As every show following preteens, teens, young adults, and sometimes even actual adults proves, talking to your crush is incredibly difficult — and it never gets easier.
So when someone swoops in with a perfect, minimal-contact way to win over the object of your affection, we take notice. And Lizzie Fenton is our new dating role model.
Fenton is a student at the University of Minnesota, who has a crush on someone named Carter. Instead of going the traditional route of dropping subtle hints, attempting to flirt, or straight out asking Carter if he likes her, Fenton built a genius PowerPoint explaining exactly why she'd be the perfect girlfriend.
She then emailed the presentation to Carter, and posted it to Twitter.
"I just emailed this powerpoint to my crush Carter do you think it'll work ://" Fenton wrote.
It unfortunately didn't work. Fenton posted an update with Carter's response two days after she first posted the PowerPoint.
But we think she made some stellar points about her datability. As slide #1 says, she has "an edgy, yet tasteful sense of humor that will be sure to win over your mother."
Her distinct hairstyles will make it seem like her future partner is actually dating three different people, she wrote in Slide #2.

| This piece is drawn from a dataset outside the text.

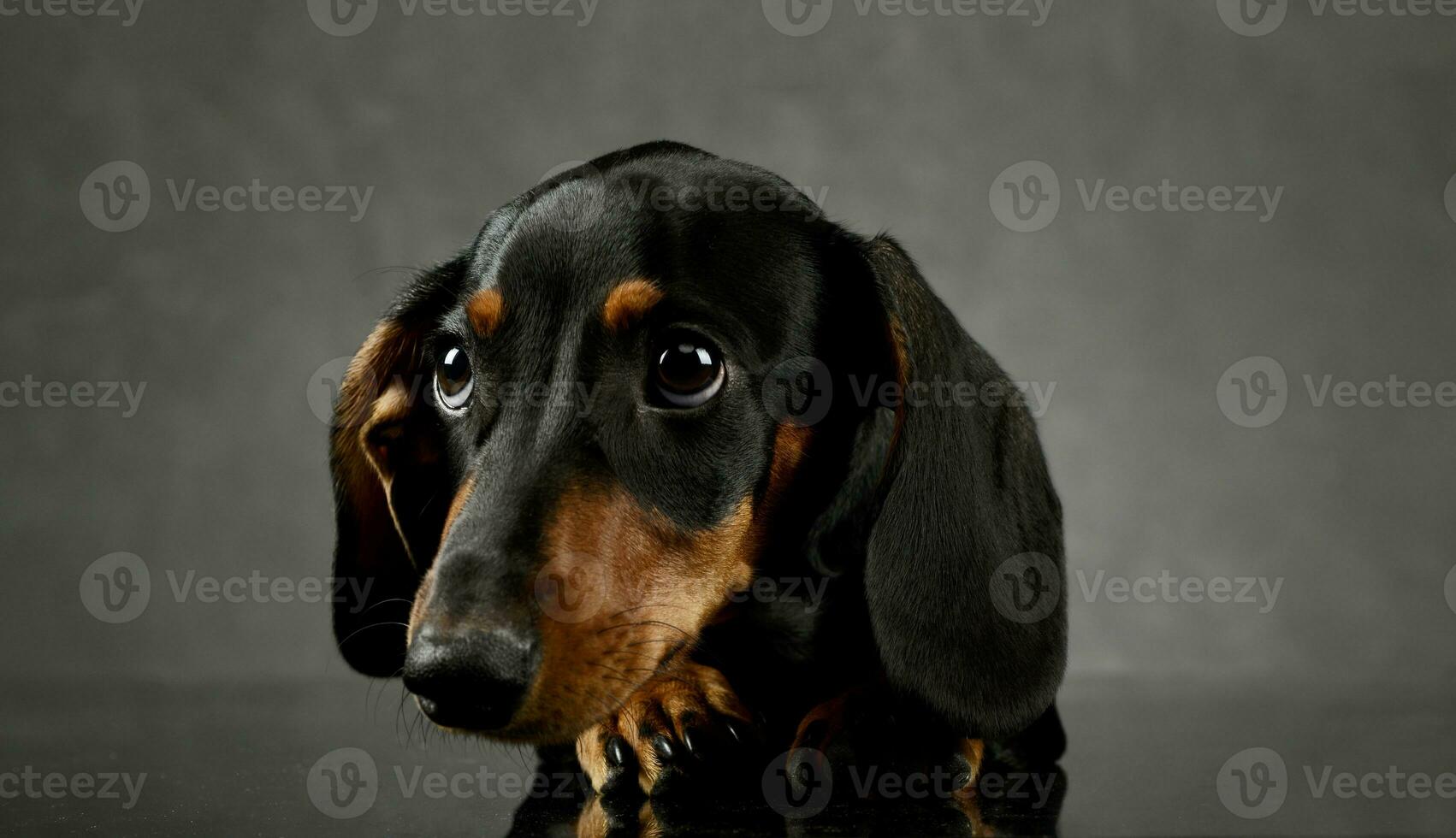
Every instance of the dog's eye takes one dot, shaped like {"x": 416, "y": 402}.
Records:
{"x": 453, "y": 381}
{"x": 688, "y": 370}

And, perhaps most importantly, her "boobs exhibit steady growth over time" (slide #3). She started as an A cup in 2013 and is now at a DD. Fenton predicts in the Powerpoint that by 2025 "each breast will be roughly the circumference of a human head (~57cm)."
If her impressive boob growth isn't enough to convince you that Fenton would be a perfect girlfriend, she also has slide #4 to share how financially stable she is (she has a job and can always fall back on her "benefactors," aka her parents) and slide #5 — a list of impressive references including Channing Tatum, The New York Times, and her mom.
"[Lizzy] is as pungent as a lilac tree in bloom," The New York Times allegedly wrote about Fenton. "[Lizzy] isn't sexy in the mechanical, aerobic way we've come to associate with 'eroticism.' Instead she expands the notion of sexual passion to include many forms of intimacy."
That seems like a solid argument to us, and we can't believe Carter didn't fall for it. We're not the only ones, either.
Even Microsoft — the creators of PowerPoint — found her tweet and said that it's pretty much perfect, with one small exception.
And even though Carter didn't realize Fenton's genius, that doesn't mean her PowerPoint wasn't worth the time. The tweet has been retweeted more than 21,000 times as of writing, and we're convinced that at least a few of those people will be writing PowerPoints of their own. Hopefully, they have more luck.